Por Paulo Briguet/Gazeta do Povo
Durante toda a infância, acostumei-me às últimas palavras do dia, que eram sempre as mesmas, proferidas por minha mãe ou por minha avó: Dorme com Deus. Aquela pequena frase compunha uma fórmula perfeita contra todas as possibilidades do mal.
Não tinha que temer os fantasmas, os demônios ou os ladrões do sono e da paz, pois Deus estava comigo.
O tempo passou; eu cresci, perdi a fé e afastei-me de Deus. Mesmo com meu ateísmo — ou talvez em decorrência dele — sempre que as encontrava ou falávamos por telefone, minha mãe e minha avó repetiam as variações da mesma frase... Dorme com Deus. Fica com Deus. Deus te abençoe. Deus te proteja. Deus te crie.
A despeito de minha falta de fé naquela época, eu escutava a voz de Aracy e da Vó Maria até nas horas mais trevosas, de modo que as suas frases — pequenas preces de amor — passaram a constituir uma espécie de consolação espiritual.

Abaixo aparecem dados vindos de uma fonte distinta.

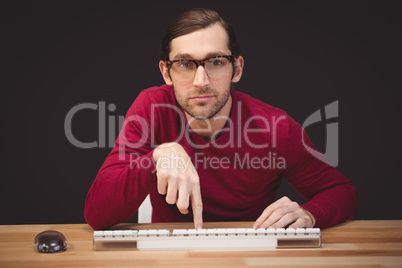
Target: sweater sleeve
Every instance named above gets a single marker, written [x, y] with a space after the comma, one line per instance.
[128, 173]
[331, 197]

Dormir com Deus não consistia em um artigo de crença; era parte do meu ser. Eu me considerava totalmente materialista, e alardeava não acreditar na existência da alma; mas em que outro lugar essas palavras poderiam existir de maneira perfeitamente contínua e inteligível? Sem Deus, os ateus não existiriam.
Mesmo nas minhas fases de ateísmo mais convicto, jamais pensei em questionar minha mãe ou minha avó por me desejarem as bênçãos de Deus.

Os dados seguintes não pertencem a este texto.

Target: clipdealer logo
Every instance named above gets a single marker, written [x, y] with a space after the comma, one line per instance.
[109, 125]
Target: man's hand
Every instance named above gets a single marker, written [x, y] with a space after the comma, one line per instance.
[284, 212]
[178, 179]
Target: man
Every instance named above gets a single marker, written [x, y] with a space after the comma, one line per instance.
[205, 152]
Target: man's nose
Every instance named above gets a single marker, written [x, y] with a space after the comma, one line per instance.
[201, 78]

Eu compreendia perfeitamente que as suas jaculatórias eram expressões de um amor puro e incondicional: elas de fato amavam aquele comunistazinho idiota. Hoje tenho certeza de que as orações de Aracy e Maria salvaram a minha vida.
Mas percebo que hoje em dia os ateus esquerdistas não são mais tolerantes assim.